I have only verified this bug to exist in 1.49 and 1.53, but I glanced at github's boostorg/filesystem/blob/master/src/operations.cpp and it looks like the same problem is likely to exist--namely, that remove_file can fail because somebody else removed the file we were about to remove, after we verified that the file existed via query_file_type.
Attachments (2)
Change History (7)
by , 8 years ago
Attachment: | fsremoverace.cc added |
---|
comment:1 by , 8 years ago
It's also interesting to contemplate that the change might not be [directory/file/symlink] -> [nonexistent], but could also be [directory/file/symlink] -> [directory/file/symlink].
comment:2 by , 8 years ago
The proposed patch fixes the file -> nonexistent and directory -> nonexistent cases. The others are not as important for our use case, but for example (errno == EISDIR) would be an appropriate check after unlink() for the file -> directory case. Lightly tested via my test case on Linux and Windows.

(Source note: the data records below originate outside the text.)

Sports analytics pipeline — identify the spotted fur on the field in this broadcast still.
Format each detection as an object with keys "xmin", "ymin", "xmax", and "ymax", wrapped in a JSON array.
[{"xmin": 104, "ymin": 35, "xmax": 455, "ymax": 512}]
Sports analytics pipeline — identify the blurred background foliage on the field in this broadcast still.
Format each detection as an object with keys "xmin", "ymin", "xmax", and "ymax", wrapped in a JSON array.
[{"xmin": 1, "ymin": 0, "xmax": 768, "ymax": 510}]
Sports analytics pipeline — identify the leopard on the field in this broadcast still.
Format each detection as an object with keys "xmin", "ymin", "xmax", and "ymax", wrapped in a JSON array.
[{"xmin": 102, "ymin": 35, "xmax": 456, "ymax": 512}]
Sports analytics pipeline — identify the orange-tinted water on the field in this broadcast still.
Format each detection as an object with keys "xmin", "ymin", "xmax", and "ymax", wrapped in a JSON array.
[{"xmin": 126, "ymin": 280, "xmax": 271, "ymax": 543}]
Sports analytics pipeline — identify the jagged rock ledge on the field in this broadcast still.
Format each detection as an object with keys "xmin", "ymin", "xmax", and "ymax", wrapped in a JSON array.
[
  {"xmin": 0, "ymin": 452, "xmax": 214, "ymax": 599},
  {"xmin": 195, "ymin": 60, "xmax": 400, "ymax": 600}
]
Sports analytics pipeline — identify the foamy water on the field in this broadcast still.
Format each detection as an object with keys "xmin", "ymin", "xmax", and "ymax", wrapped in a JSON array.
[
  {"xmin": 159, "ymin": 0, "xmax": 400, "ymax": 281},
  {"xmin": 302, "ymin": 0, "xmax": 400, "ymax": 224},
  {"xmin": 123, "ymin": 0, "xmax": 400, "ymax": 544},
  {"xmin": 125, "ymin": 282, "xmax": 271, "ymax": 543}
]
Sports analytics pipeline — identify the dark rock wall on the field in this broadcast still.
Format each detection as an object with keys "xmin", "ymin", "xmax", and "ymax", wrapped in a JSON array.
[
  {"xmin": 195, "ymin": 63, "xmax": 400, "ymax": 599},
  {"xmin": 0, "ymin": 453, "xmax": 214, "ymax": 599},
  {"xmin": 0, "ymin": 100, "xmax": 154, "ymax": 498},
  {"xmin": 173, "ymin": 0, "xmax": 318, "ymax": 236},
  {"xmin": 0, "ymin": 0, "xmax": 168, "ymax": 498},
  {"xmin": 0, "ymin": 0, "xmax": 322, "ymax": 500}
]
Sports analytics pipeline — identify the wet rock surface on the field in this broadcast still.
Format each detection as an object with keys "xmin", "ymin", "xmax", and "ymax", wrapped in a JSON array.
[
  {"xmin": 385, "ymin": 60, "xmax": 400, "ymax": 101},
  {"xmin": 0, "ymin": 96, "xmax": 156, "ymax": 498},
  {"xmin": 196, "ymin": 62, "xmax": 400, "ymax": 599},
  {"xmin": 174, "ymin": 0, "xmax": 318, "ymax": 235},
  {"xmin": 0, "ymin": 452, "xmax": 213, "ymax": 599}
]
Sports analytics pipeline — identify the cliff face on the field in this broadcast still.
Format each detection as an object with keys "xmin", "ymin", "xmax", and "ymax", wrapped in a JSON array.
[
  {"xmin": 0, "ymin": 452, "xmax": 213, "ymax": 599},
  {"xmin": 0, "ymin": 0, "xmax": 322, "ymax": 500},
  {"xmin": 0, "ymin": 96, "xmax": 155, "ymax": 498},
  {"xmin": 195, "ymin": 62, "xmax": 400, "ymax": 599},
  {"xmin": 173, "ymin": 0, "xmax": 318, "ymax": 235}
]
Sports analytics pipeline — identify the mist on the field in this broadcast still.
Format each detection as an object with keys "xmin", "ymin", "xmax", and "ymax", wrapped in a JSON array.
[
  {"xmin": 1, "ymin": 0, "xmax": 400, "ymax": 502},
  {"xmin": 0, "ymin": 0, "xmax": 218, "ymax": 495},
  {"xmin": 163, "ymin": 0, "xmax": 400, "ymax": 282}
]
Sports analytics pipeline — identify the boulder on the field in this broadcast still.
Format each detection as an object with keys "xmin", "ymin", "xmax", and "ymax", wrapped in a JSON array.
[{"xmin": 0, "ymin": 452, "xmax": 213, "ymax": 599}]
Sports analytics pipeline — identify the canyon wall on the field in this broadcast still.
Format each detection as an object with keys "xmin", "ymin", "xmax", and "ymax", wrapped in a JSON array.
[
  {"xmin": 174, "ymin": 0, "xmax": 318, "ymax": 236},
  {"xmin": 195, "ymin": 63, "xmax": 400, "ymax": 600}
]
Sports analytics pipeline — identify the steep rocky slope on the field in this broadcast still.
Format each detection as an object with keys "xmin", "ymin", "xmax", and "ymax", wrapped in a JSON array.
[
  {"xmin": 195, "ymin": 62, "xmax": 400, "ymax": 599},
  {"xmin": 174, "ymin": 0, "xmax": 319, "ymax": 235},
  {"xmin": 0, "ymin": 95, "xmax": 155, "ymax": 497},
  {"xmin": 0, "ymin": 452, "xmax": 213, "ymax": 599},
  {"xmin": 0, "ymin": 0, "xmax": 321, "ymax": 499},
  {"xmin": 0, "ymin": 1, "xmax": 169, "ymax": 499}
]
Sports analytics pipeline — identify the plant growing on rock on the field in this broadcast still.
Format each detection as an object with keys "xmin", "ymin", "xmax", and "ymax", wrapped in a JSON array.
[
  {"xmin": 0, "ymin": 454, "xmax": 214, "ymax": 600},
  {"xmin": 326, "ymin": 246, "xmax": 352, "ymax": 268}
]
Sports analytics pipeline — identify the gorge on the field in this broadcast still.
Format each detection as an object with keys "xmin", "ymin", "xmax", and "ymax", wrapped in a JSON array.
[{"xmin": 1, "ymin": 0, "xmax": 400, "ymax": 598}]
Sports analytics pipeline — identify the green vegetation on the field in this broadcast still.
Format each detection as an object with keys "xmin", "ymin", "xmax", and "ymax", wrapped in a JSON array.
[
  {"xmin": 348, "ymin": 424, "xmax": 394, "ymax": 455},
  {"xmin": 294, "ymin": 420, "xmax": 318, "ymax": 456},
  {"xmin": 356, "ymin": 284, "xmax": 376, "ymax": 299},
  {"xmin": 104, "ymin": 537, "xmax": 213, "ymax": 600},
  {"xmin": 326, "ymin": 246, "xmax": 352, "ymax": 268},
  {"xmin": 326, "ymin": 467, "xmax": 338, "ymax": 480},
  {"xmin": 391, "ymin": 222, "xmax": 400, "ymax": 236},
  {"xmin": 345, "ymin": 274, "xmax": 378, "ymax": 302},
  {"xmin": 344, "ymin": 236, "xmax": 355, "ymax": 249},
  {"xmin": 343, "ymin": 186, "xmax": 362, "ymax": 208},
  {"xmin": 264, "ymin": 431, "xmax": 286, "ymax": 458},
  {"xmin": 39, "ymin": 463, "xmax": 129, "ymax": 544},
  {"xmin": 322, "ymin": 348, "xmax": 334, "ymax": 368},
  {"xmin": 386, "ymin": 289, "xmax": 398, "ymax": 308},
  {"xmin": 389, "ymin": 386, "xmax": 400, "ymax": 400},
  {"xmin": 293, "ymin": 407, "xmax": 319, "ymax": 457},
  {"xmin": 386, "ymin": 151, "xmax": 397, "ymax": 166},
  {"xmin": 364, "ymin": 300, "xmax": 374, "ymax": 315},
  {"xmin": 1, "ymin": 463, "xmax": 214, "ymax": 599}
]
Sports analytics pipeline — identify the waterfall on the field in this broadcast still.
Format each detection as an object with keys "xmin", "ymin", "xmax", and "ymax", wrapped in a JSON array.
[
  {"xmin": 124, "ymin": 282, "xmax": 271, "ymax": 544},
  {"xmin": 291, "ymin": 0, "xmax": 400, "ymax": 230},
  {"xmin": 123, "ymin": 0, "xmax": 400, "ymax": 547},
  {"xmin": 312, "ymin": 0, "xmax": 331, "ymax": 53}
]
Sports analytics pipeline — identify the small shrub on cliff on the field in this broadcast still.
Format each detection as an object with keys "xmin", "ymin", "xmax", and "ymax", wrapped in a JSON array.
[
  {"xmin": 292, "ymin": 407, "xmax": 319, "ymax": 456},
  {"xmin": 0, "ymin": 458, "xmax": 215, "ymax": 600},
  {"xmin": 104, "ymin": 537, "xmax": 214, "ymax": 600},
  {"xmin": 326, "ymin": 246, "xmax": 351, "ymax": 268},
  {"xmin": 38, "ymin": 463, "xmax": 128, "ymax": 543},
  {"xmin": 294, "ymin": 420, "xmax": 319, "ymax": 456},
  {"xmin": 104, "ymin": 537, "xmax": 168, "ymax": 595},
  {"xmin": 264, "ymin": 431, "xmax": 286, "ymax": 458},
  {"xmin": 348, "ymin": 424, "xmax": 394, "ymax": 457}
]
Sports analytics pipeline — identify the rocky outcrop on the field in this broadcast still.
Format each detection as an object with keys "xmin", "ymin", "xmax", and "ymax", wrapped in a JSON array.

comment:3 by , 8 years ago
This bug may be easier to hit than I first supposed. We have now received some information that this may be exacerbated by the "SMB2 Client Redirector cache" (Windows, Vista and later), which by default will cache positive existence of a file for 10 seconds, making a nice big window for trouble as long as two machines sharing the same Windows share are involved. A similar design choice on Unix with NFS (attribute caching) probably creates nice big windows there too.
comment:4 by , 7 years ago
Resolution: | → fixed |
---|---|
Status: | new → closed |
A change similar to the suggested patch has been applied. It covers the same set of error codes used elsewhere to identify the general "file not found" case.
Please note that this change mitigates but does not totally eliminate the chance of external file system races.
It does not protect against multi-threading data races. "Data races are bad", to quote Howard Hinnant and a bunch of other experts. For rationale, see https://software.intel.com/en-us/blogs/2013/01/06/benign-data-races-what-could-possibly-go-wrong
The test program provide has both a file system race and a data race, so it always fails for me (four core CPU, Windows 10, 64-bit system, VC++ 2015, Boost 1.59) because of the data race regardless of anything done to mitigate the file system race.
Thanks for the report, example program, and patch,
--Beman
comment:5 by , 7 years ago
I appreciate your comments about the safety of threaded code. I provided a threaded program for ease of reproduction, and may have not adequately observed threaded programming safeguards.
In our use case, the real how-to-reproduce involves multiple processes, often on different systems with a networked file system, concurrently creating and deleting files.
Since these activities are human driven, we can't enforce that two users don't both delete the same item from the filesystem at close enough to the same time that the cached existence in the SMB2 Client Redirector Cache doesn't trigger this issue.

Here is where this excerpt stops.